We are not going to remove it but make it optional later in the future. We have the consent prompt to verify and make sure you are authorizing the right email. For now, you can simply remove it if you don't want/need it but we will make it optional later on.
Cheers.
- Edited
KevinTheJedi
I am an azure security administrator advising a user on setting up your application and do not have direct access or knowledge of your product. Could you elaborate on what you mean by "you can simply remove it" so that the user can configure your application properly for this use case?
EDIT: Found the settings in the oauth2.php file: https://github.com/osTicket/osTicket-plugins/blob/develop/auth-oauth2/oauth2.php
Note that if no administrator has performed admin consent for the application in the environment and users are permitted to perform consent for third party applications, they will still receive the consent prompt and confirmation of the email address without the prompt setting explicitly set. You may be better served using the prompt=login or prompt=select_account flags if that is your goal, not prompt=consent.

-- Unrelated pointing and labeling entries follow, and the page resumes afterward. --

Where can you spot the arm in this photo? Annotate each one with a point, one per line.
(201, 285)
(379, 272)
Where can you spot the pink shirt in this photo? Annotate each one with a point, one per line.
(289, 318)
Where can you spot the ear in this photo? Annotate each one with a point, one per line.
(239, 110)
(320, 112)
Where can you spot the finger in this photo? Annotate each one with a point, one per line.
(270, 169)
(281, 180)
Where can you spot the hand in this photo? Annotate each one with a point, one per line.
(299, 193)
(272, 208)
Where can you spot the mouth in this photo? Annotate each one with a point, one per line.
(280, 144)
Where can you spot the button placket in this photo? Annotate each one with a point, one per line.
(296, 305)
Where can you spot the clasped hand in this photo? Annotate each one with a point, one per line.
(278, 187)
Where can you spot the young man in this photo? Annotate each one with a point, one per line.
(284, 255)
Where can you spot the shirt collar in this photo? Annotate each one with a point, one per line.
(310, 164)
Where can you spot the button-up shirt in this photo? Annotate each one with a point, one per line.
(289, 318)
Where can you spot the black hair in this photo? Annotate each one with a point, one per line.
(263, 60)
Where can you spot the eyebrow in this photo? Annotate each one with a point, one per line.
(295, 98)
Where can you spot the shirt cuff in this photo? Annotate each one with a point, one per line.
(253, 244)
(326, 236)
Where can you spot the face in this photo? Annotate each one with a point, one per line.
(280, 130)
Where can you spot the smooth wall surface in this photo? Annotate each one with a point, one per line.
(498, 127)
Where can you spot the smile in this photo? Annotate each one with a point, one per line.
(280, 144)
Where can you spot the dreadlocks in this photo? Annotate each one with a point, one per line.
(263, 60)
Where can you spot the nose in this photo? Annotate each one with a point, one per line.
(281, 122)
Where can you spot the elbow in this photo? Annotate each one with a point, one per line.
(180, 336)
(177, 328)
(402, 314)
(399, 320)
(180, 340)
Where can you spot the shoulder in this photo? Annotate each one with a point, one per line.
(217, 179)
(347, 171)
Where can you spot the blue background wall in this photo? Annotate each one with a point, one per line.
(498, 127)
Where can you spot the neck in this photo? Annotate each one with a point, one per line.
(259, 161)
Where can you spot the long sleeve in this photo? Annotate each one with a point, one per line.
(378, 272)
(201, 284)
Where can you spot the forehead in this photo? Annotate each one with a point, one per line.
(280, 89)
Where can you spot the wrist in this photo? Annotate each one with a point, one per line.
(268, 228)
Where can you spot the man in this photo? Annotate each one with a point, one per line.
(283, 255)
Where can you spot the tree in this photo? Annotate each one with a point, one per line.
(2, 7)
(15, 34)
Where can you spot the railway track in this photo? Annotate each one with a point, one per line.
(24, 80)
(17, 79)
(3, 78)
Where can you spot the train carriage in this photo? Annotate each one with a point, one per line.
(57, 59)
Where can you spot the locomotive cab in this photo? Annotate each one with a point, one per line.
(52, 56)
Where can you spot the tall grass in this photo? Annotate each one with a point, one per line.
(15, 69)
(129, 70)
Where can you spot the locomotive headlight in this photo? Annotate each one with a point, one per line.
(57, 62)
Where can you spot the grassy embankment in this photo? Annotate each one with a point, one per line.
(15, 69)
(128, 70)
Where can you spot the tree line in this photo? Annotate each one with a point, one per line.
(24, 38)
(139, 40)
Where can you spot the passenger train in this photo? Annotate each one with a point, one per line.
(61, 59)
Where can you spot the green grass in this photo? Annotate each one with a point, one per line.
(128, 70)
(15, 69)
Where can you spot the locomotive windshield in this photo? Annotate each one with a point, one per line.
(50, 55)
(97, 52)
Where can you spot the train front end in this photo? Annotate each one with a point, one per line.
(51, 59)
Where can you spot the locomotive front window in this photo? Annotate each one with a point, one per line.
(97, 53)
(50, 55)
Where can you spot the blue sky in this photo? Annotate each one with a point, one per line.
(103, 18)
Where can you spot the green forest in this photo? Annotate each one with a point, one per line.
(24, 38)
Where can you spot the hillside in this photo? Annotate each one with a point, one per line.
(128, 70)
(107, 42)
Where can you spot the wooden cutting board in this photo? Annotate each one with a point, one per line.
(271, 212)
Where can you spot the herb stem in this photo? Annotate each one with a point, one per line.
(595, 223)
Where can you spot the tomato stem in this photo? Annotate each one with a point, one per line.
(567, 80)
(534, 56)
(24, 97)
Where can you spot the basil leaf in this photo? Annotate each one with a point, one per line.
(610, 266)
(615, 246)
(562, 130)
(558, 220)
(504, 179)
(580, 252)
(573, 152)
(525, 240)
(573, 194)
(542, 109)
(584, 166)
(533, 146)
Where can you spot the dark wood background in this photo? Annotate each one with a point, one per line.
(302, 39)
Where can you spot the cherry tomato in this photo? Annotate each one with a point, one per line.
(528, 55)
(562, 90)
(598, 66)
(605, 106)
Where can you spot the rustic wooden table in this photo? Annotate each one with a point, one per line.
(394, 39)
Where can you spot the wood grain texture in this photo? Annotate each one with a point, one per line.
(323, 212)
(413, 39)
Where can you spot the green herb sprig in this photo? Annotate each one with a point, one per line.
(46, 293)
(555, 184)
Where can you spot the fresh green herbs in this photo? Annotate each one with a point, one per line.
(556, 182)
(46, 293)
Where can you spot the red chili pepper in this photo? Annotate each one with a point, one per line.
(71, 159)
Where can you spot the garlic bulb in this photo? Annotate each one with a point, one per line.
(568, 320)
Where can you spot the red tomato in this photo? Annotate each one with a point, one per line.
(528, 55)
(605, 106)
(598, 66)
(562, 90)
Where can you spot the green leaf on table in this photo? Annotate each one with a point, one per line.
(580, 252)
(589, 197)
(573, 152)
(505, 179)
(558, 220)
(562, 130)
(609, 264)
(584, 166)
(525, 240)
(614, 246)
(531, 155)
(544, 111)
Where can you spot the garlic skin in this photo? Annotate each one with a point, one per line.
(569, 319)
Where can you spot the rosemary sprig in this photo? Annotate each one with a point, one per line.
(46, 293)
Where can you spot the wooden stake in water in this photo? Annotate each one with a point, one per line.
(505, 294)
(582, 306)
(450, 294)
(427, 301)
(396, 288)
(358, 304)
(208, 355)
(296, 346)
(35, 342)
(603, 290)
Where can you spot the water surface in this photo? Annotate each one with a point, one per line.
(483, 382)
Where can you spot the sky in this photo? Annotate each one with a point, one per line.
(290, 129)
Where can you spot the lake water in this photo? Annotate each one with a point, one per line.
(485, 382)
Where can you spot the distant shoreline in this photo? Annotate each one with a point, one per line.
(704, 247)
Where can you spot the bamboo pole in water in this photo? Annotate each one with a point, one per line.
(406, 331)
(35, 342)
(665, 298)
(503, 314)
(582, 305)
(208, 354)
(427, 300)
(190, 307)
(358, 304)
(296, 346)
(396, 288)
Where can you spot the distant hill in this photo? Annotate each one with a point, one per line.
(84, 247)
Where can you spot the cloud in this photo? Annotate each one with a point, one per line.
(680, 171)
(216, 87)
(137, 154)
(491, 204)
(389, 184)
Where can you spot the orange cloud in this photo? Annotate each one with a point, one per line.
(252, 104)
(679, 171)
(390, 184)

I'm not sure if i'm going about this correctly but under the concept of removing the line we don't need I have tried following the instructions from https://github.com/osTicket/osTicket-plugins but I'm having some issues.

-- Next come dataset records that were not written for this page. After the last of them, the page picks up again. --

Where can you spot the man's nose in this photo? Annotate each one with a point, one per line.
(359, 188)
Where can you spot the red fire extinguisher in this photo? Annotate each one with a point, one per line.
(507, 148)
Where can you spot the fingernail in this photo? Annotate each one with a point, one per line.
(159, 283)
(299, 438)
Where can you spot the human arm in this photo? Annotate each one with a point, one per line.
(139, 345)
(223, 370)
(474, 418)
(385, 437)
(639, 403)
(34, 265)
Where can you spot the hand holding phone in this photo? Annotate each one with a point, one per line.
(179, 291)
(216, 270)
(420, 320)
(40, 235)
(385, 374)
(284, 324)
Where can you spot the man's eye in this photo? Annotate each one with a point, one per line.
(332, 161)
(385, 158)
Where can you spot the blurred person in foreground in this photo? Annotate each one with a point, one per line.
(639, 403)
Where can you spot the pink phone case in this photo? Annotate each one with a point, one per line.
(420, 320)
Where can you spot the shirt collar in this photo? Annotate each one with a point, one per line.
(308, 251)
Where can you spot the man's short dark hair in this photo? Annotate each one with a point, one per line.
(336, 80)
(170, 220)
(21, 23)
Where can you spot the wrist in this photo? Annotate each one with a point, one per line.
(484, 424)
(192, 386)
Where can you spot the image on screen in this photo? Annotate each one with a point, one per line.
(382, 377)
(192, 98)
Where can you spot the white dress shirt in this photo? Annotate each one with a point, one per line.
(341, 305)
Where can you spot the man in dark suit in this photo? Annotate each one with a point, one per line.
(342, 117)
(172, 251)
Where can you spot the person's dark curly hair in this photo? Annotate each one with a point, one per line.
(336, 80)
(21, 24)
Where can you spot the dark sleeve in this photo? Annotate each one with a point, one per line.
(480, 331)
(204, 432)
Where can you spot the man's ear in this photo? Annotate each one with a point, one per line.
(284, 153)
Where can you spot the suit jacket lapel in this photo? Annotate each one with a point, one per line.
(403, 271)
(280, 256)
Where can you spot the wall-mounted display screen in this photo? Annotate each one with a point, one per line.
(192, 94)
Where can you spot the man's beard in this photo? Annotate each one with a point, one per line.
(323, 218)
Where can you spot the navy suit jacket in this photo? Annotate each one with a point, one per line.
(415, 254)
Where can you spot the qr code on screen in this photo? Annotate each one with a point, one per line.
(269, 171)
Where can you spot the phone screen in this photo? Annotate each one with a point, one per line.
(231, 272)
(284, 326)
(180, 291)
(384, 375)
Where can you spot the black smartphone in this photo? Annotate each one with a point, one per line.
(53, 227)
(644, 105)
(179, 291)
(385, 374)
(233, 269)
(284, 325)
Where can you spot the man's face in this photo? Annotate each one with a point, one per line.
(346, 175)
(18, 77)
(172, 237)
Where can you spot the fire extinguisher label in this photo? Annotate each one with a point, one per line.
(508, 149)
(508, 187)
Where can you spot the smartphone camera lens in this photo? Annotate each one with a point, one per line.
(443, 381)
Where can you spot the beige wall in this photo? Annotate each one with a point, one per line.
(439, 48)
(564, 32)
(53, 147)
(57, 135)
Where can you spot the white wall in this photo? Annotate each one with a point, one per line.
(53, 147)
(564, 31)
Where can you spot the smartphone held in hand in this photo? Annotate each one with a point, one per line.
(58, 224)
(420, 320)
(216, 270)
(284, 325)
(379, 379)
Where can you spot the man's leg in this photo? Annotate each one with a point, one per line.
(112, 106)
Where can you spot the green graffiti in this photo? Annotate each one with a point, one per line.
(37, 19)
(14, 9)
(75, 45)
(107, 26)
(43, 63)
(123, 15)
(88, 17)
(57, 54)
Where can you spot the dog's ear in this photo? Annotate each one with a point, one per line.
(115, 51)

I have downloaded the repo, successfully hydrated, then modified the oauth2.php to comment out line 640. I then ran the build command and it has given me an auth-oauth2.phar. I have copied this into my includes/plugin folder and successfully activated it in osTicket however when I then go to configure the authentication the popup box containing all the IDP info is just blank.
Hi,
Juste clone the osticket-plugins repository, edit the file, and use make.php to build an updated phar file.
Hi,
I can confirm that setting prompt=login was the only way to make the plugin work with our Azure environment, even with discretionary user consent enabled.

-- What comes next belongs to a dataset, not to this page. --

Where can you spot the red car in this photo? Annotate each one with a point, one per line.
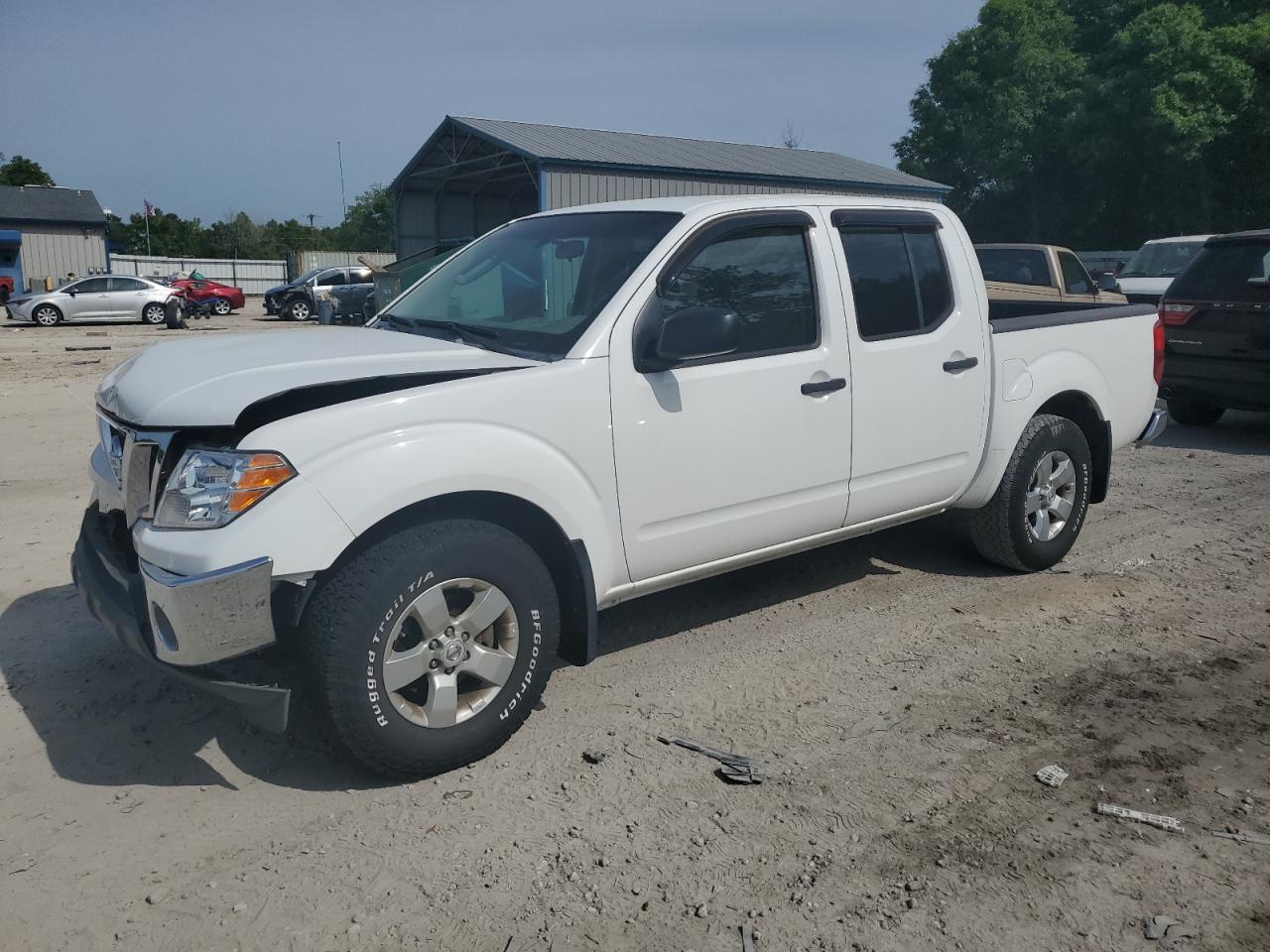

Currently, it seems osTicket is unable to get an oAuth2 token from Azure as long as prompt=consent is used, as in Microsoft's implementation, this option is meant to require explicit/interactive admin approval for any new token issuance (see this link's last point). So unless I'm missing something, the current version of the plugin is unusable with Azure.
Setting prompt=login does fix this issue, while still enforcing user login to avoid using the wrong account. is it possible to push this change upstream in the plugin repository to avoid dealing with manual mods on future updates ?
Your statement is untrue. prompt=consent does work and will allow you to get a token. Maybe you have a different setup than most.
Cheers.
marinbernard-pep06
Thanks, I must be missing something because I tried using the make.php to make a new phar file, but kept getting an error about an unsupported make function, despite the function being listed in /help so I kinda gave up trying to remake it.
I can confirm that setting prompt=login was the only way to make the plugin work with our Azure environment, even with discretionary user consent enabled.
I couldn't find this option, could someone help from where I can make this change to give it a try?